Let’s assume that 40% or Rs. 40 is the manufacturing cost as below:
Natural Salts – ₹5 + GST @ 5%→GST is ₹0.25
Pharmaceutical Chemicals – ₹5 + GST@ 18%→GST is ₹0.9
Packaging – ₹5 + GST @ 12%→GST is ₹0.6
IT Services – ₹10 + GST 18%→GST is ₹1.8
Computers and Refrigeration Equipment – 15 + GST@18%→GST is ₹2.7
Total Input Cost = ₹40 + ₹6.25 GST
Hence, Input GST = ₹6.25
While, Output GST = ₹5
Net tax liability = ₹5 – ₹6.25 = – ₹1.25 which implies that the company will receive tax credits from the government.
In case GST on vaccines is reduced to zero, the company’s cost structure will remain the same, but they will not be able to claim any input tax credit. In that case:
Input GST = Nil
Output GST = Nil (assuming zero tax on vaccines)
So, the vaccine company will actually lose tax benefits it was getting due to the vaccine being taxed at a lower slab as compared to GST rates on its raw materials.
Which is why, Nirmala Sitharaman’s statement wasn’t incorrect.

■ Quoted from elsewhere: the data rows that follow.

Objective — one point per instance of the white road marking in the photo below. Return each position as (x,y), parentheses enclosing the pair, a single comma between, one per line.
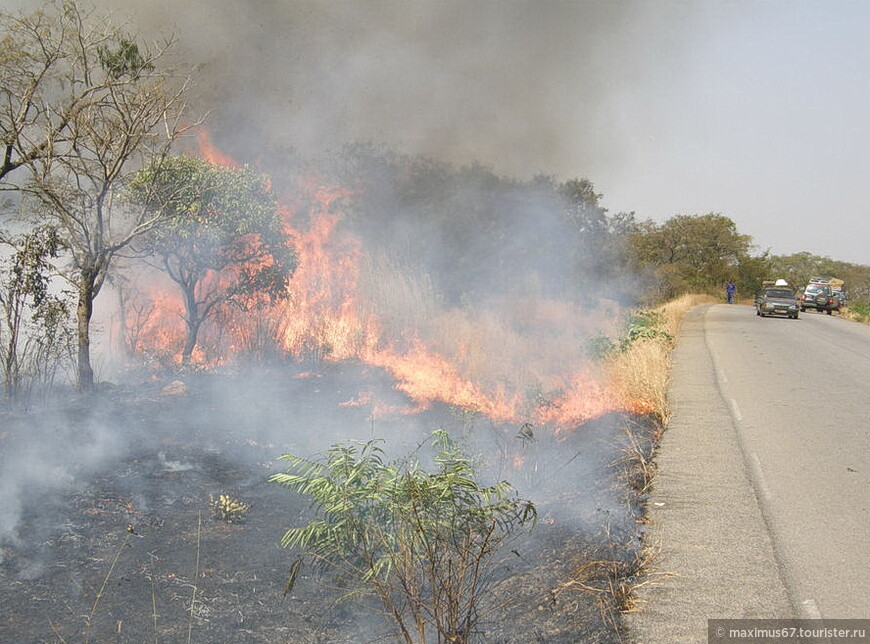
(735,410)
(758,475)
(810,609)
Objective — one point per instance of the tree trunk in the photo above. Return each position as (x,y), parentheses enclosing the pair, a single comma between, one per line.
(84,311)
(192,324)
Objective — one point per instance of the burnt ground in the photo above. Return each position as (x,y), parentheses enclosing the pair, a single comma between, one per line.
(75,481)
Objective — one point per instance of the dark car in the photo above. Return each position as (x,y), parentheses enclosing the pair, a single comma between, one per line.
(821,298)
(777,301)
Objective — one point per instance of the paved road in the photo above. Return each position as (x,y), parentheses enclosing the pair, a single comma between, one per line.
(762,507)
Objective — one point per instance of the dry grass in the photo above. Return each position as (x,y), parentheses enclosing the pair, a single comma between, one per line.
(642,372)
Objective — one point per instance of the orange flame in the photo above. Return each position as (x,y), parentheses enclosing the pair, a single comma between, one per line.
(325,319)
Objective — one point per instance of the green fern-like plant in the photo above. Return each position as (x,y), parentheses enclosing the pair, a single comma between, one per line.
(422,543)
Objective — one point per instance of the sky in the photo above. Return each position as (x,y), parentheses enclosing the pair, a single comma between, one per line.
(757,110)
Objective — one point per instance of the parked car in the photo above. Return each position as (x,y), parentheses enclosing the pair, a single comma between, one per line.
(819,297)
(777,301)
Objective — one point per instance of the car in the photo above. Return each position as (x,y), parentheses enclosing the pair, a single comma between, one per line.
(819,297)
(777,301)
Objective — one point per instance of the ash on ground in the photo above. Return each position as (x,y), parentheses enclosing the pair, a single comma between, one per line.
(107,514)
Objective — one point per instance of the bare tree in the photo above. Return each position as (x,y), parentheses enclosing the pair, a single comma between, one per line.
(93,108)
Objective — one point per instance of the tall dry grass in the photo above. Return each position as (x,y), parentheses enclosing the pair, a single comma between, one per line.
(641,373)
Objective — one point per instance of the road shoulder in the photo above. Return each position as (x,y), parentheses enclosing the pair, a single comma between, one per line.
(715,557)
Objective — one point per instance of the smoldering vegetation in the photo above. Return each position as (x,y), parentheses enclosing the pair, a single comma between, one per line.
(107,497)
(125,546)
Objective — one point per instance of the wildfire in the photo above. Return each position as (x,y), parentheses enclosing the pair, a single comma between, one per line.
(325,318)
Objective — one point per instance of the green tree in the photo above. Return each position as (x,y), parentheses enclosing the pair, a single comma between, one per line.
(84,107)
(692,253)
(34,323)
(421,543)
(222,240)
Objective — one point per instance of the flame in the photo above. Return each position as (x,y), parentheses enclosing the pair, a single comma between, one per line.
(325,317)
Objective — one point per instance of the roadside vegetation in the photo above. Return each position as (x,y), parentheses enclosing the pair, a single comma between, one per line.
(93,179)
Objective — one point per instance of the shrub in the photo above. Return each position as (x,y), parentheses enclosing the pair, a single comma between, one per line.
(422,544)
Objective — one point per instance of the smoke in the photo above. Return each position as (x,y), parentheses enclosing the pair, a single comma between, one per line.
(517,85)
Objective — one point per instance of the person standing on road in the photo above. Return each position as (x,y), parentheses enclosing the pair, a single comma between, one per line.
(729,290)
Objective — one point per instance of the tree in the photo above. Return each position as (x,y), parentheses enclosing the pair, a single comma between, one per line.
(222,240)
(692,253)
(85,108)
(34,319)
(421,543)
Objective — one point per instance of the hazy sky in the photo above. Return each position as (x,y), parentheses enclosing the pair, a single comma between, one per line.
(757,110)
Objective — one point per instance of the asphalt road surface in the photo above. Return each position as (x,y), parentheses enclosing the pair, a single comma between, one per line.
(762,505)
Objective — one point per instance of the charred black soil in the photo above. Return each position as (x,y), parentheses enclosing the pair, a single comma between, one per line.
(107,517)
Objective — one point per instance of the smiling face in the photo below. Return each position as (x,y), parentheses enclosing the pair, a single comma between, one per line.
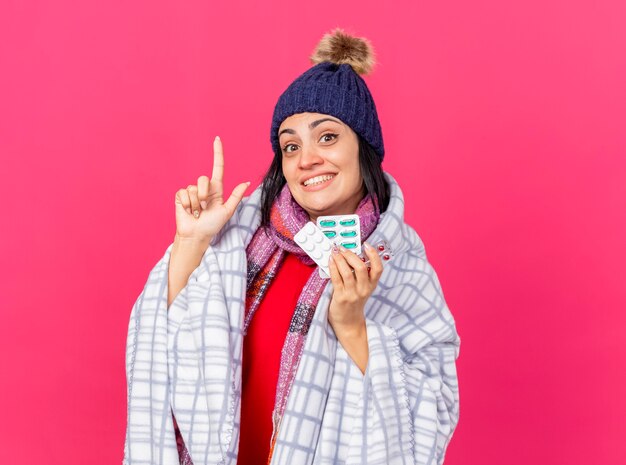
(320,160)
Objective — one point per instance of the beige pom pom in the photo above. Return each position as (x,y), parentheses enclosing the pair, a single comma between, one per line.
(339,47)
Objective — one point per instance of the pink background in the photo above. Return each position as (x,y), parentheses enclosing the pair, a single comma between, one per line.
(503,122)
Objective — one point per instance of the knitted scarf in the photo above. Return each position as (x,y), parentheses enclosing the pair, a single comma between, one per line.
(265,254)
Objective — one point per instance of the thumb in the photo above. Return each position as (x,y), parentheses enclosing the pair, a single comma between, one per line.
(236,197)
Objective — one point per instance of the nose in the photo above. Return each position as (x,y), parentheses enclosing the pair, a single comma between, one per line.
(309,157)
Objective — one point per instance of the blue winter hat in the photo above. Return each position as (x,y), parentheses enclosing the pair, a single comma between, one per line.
(333,86)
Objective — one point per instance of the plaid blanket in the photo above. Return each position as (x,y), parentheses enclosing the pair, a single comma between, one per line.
(187,361)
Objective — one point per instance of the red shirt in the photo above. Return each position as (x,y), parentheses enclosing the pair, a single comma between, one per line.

Zero GST on vaccines would merely benefit the customers by reducing the price in the market. However, the private sector needs to be incentivized to manufacture vaccines.
Does that mean the FM cannot provide tax relief to Vaccine Manufacturers? I think they can. If vaccines are given same treatment as exports, then they can claim input tax credit even while output tax is zero. In such a situation, the market price is reduced for the consumers, while also providing the manufacturers an impetus.

So even though technically she was correct, I think this is a time the government can actually forego some of its taxes to benefit vaccine manufacturers.